The Paris-based OECD is revising principles written in 1992, well before the Internet became the ubiquitous business tool it is today. While many of the original points will be reiterated in the new release, there will also be more tangible recommendations that enterprises can apply to reduce liabilities, particularly in regard to online commerce.
The new guidelines will reflect the widespread use of the Internet, and they will emphasize that all users, even the least technologically savvy, must play a role in protecting its security.
“Before, people were really just focused on the periphery [of the network] and they forgot to focus on the people on the inside [of an organization],” said Joe Alhadeff, chief privacy officer and vice president of global public policy at Oracle Corp., in Redwood Shores, Calif. “The biggest vulnerability can be a person who is just trying to be helpful to a customer.”
Alhadeff, who participates in the OECD security review, said network security no longer fits solely under the rubric of IT policies. “Some are called personnel policies; some are called privacy policies,” he said at a workshop on consumer information security sponsored by the Federal Trade Commission last week in Washington. “Its not just your IT department that has to worry about this issue anymore.”
The OECD guidelines will offer more operational concepts than the earlier, more theoretical version, according to Alhadeff. “There will be recognizable steps, common-sense approaches to what you do with security,” he said.

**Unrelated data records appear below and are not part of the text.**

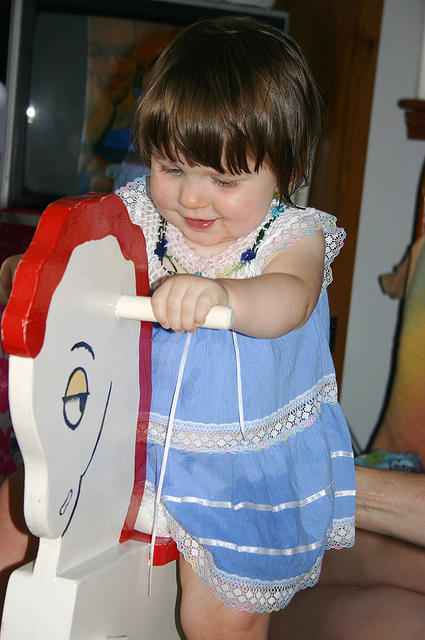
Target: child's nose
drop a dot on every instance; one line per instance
(192, 194)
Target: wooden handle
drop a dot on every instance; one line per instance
(140, 308)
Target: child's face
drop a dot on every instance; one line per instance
(211, 209)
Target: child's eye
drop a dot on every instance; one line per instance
(226, 184)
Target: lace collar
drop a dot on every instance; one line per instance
(176, 256)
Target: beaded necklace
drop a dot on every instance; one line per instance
(246, 256)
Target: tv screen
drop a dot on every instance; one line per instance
(75, 71)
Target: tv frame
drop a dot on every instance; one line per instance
(13, 193)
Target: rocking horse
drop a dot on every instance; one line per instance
(79, 389)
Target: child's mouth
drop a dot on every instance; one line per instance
(199, 224)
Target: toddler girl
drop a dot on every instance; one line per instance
(249, 454)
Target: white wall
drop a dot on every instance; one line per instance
(392, 175)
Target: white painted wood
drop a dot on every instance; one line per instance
(79, 467)
(140, 308)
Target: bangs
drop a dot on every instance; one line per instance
(212, 100)
(205, 117)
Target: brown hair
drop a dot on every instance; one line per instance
(229, 90)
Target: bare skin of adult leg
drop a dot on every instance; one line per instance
(375, 590)
(205, 617)
(17, 544)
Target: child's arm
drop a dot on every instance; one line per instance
(280, 300)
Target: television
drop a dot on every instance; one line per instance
(75, 69)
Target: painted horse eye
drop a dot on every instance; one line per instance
(75, 398)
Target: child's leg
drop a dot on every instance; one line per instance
(205, 617)
(17, 545)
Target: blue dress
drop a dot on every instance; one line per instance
(259, 480)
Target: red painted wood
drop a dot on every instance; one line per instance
(64, 225)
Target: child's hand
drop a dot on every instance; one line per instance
(7, 273)
(182, 302)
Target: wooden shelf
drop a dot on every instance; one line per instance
(414, 115)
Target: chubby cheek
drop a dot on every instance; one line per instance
(161, 193)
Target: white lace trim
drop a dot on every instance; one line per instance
(246, 593)
(291, 225)
(298, 414)
(343, 532)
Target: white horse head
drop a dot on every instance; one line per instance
(76, 387)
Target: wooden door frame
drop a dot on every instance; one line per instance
(341, 41)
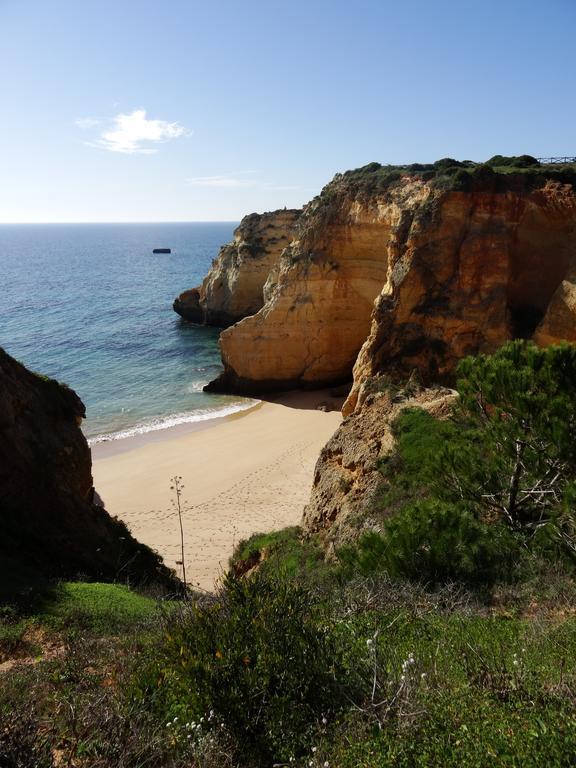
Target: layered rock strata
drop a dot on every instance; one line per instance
(49, 521)
(234, 286)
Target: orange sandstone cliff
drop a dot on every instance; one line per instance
(391, 270)
(234, 287)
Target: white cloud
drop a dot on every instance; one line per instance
(133, 133)
(223, 181)
(87, 122)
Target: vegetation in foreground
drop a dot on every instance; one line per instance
(447, 637)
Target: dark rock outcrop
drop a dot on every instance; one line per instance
(49, 521)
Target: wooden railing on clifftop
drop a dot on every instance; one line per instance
(554, 160)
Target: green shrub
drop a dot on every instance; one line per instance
(434, 542)
(258, 659)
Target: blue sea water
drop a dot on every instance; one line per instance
(91, 305)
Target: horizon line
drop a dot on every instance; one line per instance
(167, 221)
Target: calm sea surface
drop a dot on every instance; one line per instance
(90, 305)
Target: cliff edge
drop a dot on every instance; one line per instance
(49, 521)
(235, 284)
(392, 269)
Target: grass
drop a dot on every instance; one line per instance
(100, 608)
(283, 552)
(499, 174)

Advocates from a spectrum of industries are seeking ways to simplify the varying approaches to network privacy and security, and the OECD guidelines are expected to point in that direction.
“Were looking for a blending of a lot of the different principles ultimately,” Peggy Lipps, senior director for security and risk assessment at the Washington-based Financial Services Roundtable, said at the workshop. “If there is an umbrella set of principles under which all other initiatives could fall, that would be a good thing.”
Other security experts in Washington said they expect the insurance industry to play a growing role in shaping standards for both consumers and for the businesses that serve them.